In General, the students who do reptiles, regular and XPath should be the basic skills, especially in the direction of crawling data is particularly important.
4. With regard to Routing and task scheduling problems, although Scrapy provides a very simple asynchronous IO scheme, it is easy to crawl multiple levels of pages and implement deep (selective) crawlers based on base URLs and flexible custom callback functions.
but for scenarios that crawl massive amounts of data, the flexibility is poor, so queue management (row weight, anti-stop, anti-restart) and distributed crawlers may be more trial-tested.
of course, Learning Python crawler, Master Urllib (2, 3), requests, BeautifulSoup, lxml and other modules will also make you more powerful, but also need to adapt to local conditions is.
P.S. The children's shoes, which come in with Golang to make reptiles, have a lot more performance than Python, so you can try them. Will be Java children's shoes, can also focus on the next Nutch engine. It's a long way to go and study together. )
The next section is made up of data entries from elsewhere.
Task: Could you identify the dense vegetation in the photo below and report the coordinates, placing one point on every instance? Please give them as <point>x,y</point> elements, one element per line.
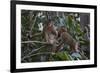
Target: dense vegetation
<point>34,48</point>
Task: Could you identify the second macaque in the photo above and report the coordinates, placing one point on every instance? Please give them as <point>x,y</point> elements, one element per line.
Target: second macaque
<point>50,34</point>
<point>68,39</point>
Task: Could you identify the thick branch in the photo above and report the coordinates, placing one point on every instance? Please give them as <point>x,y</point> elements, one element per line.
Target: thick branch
<point>28,56</point>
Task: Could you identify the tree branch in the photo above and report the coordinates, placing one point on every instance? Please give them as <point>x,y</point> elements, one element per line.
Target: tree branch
<point>34,42</point>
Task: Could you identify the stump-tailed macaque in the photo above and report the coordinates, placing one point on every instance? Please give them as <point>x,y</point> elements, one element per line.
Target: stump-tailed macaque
<point>50,35</point>
<point>68,39</point>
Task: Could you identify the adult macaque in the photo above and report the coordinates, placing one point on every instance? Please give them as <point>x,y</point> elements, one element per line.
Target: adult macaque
<point>68,39</point>
<point>50,34</point>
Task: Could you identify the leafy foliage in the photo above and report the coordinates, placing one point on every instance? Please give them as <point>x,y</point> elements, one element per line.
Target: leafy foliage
<point>33,45</point>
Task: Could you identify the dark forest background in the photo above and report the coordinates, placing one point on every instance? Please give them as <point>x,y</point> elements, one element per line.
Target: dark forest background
<point>35,49</point>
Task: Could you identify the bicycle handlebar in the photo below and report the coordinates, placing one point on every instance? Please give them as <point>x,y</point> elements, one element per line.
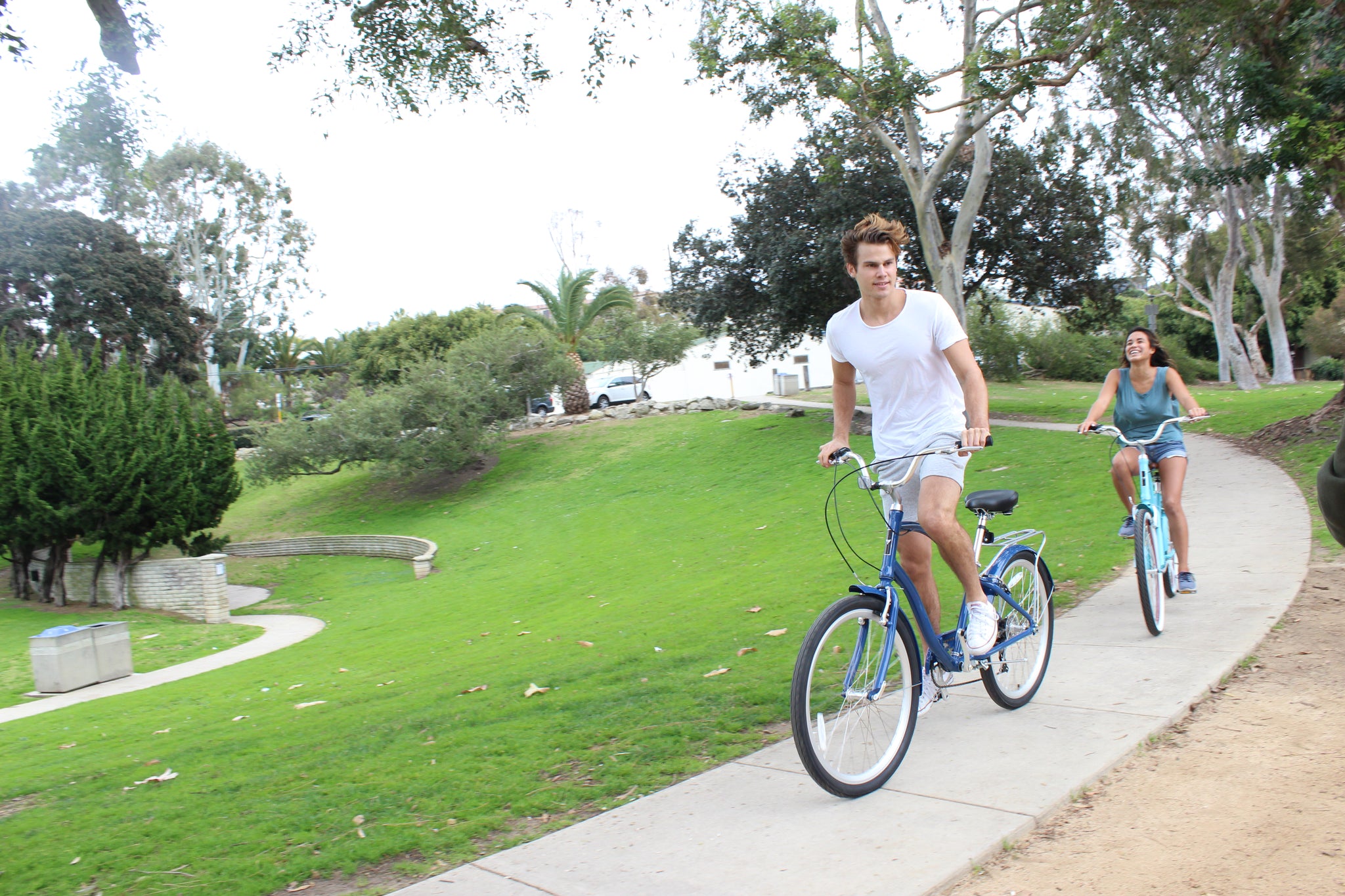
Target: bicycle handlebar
<point>1113,430</point>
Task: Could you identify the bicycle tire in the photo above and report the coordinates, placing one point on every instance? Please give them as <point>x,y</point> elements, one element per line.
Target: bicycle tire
<point>1149,574</point>
<point>1016,673</point>
<point>848,743</point>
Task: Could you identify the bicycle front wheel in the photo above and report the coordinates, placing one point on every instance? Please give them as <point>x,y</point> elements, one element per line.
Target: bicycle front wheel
<point>1149,571</point>
<point>850,739</point>
<point>1016,672</point>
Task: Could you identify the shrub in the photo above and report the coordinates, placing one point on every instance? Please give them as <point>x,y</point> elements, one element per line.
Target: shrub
<point>1328,368</point>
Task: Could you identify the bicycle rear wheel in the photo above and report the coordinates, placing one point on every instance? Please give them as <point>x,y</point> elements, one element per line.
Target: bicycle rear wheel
<point>850,743</point>
<point>1149,572</point>
<point>1016,673</point>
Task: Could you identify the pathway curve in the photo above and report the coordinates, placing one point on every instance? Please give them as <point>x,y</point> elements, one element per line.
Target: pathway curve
<point>975,775</point>
<point>280,631</point>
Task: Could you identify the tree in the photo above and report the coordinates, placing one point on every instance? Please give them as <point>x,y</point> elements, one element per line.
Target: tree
<point>568,316</point>
<point>380,355</point>
<point>786,55</point>
<point>649,340</point>
<point>231,236</point>
<point>441,414</point>
<point>778,276</point>
<point>65,274</point>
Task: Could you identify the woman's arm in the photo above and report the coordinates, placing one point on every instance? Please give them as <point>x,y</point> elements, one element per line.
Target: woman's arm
<point>1109,391</point>
<point>1179,391</point>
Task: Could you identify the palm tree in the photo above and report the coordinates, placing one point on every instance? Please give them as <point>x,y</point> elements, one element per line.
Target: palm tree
<point>569,314</point>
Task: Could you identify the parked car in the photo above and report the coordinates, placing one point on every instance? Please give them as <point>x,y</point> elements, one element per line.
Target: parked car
<point>615,391</point>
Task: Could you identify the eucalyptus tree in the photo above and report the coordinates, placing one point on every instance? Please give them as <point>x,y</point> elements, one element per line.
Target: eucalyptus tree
<point>791,54</point>
<point>569,314</point>
<point>232,236</point>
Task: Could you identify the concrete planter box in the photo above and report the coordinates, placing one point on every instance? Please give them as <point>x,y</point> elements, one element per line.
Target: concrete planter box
<point>72,657</point>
Preliminary study on Scrapy frame crawler--zhongguancun online data crawling of mobile phone parameters

Contact Us

The content source of this page is from Internet, which doesn't represent Alibaba Cloud's opinion; products and services mentioned on that page don't have any relationship with Alibaba Cloud. If the content of the page makes you feel confusing, please write us an email, we will handle the problem within 5 days after receiving your email.

If you find any instances of plagiarism from the community, please send an email to: info-contact@alibabacloud.com and provide relevant evidence. A staff member will contact you within 5 working days.

A Free Trial That Lets You Build Big!

Start building with 50+ products and up to 12 months usage for Elastic Compute Service

  • Sales Support

    1 on 1 presale consultation

  • After-Sales Support

    24/7 Technical Support 6 Free Tickets per Quarter Faster Response

  • Alibaba Cloud offers highly flexible support services tailored to meet your exact needs.